Yes. I believe that QBism can in some sense consistently assert locality, as long as it expunges statements like "We are agents". In the technical sense, Bell nonlocality has to do with P(a,b|λ), where a and b are classical outcomes of measurements. If one denies that b "exists" far away, then one cannot form the Bell inequality. Now one also cannot then define locality by satisfaction of the inequality. However, one can use other definitions like the existence of a classical M4. So the solution is one agent, one classical M4, one quantum wavefunction for everything else except the agent. I think this is consistent.

 

[RUTA]

But then can you consistently say why the nonlocality in GR is not an ontological problem while that in quantum mechanics or de Broglie-Bohm theory is?

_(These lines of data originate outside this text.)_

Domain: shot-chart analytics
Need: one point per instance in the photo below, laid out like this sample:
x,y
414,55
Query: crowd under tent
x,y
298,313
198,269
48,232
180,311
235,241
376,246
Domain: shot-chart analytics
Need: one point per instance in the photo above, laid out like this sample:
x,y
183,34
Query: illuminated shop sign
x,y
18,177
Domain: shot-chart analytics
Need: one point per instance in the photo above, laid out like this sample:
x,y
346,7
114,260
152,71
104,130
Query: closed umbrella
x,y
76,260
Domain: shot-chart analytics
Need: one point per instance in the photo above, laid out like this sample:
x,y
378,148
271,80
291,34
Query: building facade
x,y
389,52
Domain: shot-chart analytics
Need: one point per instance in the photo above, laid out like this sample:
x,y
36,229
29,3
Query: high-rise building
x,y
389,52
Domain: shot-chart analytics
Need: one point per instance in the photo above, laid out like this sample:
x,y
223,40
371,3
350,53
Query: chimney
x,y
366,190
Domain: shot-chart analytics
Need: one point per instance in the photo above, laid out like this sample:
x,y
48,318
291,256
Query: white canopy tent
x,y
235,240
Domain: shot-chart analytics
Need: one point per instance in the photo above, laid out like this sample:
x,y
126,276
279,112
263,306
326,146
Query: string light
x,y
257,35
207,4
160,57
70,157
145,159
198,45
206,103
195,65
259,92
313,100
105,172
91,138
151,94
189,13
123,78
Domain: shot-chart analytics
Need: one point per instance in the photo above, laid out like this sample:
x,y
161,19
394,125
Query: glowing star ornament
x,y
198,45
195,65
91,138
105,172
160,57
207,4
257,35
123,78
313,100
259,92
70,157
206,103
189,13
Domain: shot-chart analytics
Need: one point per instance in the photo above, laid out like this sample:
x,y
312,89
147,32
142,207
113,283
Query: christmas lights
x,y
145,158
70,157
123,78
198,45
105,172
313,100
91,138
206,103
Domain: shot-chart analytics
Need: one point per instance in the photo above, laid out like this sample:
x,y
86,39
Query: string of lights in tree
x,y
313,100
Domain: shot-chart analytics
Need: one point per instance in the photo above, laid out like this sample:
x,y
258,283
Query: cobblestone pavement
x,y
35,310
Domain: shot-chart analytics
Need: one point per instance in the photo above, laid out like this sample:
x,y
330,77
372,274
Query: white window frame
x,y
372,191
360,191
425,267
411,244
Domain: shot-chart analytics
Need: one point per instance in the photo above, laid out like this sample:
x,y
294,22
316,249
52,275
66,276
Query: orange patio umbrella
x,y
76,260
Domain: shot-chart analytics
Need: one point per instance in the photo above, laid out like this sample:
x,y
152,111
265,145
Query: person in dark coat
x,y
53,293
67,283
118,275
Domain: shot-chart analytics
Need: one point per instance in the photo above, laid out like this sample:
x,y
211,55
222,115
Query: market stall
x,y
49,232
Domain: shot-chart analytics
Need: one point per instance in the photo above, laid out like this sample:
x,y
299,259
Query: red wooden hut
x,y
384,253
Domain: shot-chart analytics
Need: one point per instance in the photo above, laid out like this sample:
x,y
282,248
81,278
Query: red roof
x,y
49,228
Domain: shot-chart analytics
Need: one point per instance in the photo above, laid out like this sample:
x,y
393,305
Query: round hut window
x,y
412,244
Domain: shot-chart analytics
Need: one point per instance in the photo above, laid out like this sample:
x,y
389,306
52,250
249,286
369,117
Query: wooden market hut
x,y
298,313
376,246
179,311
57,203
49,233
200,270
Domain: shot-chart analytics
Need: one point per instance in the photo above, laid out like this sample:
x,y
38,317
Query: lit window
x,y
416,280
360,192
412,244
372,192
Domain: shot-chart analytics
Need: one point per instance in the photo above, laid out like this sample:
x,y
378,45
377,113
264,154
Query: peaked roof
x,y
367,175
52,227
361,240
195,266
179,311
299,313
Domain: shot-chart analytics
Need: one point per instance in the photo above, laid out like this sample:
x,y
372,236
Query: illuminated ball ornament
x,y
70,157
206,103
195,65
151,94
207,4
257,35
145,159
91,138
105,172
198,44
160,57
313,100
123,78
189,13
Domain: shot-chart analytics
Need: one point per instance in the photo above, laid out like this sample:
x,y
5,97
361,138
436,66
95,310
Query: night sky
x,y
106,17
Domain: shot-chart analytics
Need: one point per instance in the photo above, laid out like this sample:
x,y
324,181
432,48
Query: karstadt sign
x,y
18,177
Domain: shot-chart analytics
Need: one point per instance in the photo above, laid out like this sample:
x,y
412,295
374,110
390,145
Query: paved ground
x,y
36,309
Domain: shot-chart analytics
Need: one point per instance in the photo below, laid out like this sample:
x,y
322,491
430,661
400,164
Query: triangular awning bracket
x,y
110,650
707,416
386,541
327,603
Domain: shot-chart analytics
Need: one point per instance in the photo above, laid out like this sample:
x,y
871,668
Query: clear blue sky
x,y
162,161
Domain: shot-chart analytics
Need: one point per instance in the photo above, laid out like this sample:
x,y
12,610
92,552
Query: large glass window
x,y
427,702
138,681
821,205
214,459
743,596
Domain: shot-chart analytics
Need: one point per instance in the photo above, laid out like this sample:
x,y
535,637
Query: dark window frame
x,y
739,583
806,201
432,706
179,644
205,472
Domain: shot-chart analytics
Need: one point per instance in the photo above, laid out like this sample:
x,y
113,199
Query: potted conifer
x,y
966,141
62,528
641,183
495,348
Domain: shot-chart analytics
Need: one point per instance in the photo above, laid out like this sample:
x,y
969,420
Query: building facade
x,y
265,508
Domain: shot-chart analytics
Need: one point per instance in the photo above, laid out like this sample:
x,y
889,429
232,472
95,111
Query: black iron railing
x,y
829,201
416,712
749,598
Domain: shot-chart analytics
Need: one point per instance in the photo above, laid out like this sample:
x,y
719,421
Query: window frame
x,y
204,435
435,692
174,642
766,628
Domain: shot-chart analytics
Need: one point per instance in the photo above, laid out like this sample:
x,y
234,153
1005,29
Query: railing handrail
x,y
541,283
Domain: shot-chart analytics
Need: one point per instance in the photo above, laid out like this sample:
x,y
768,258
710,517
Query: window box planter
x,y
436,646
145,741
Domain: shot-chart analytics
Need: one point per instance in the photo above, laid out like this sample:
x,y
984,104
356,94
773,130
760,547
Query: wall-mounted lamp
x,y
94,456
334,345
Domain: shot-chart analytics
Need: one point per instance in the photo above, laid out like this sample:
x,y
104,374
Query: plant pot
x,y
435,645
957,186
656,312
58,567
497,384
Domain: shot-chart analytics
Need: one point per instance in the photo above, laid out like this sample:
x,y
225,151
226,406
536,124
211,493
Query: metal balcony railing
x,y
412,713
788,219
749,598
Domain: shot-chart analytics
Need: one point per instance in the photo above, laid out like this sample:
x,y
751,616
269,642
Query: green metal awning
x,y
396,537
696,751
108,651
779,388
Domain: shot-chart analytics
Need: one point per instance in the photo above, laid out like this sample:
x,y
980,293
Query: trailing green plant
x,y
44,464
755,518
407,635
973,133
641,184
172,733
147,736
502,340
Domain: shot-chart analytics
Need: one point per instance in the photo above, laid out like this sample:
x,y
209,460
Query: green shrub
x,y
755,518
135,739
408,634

I assume you mean the nonlocality of Newtonian gravity. But, yes, the nonlocality of dBB is a theoretical problem, not an ontological problem, exactly in the same fashion. If I said otherwise, let me correct it now. The instrumentalists who aren't concerned with theoretical integrity would only care about dBB predictions that vary from standard QM. Again, their leit motif is "If the theory predicts what we observe, then I'm happy. Just tell me where it's applicable and how to use it."

 

[RUTA]

Yes. I believe that QBism can in some sense consistently assert locality, as long as it expunges statements like "We are agents". In the technical sense, Bell nonlocality has to do with P(a,b|λ), where a and b are classical outcomes of measurements. If one denies that b "exists" far away, then one cannot form the Bell inequality. Now one also cannot then define locality by satisfaction of the inequality. However, one can use other definitions like the existence of a classical M4. So the solution is one agent, one classical M4, one quantum wavefunction for everything else except the agent. I think this is consistent.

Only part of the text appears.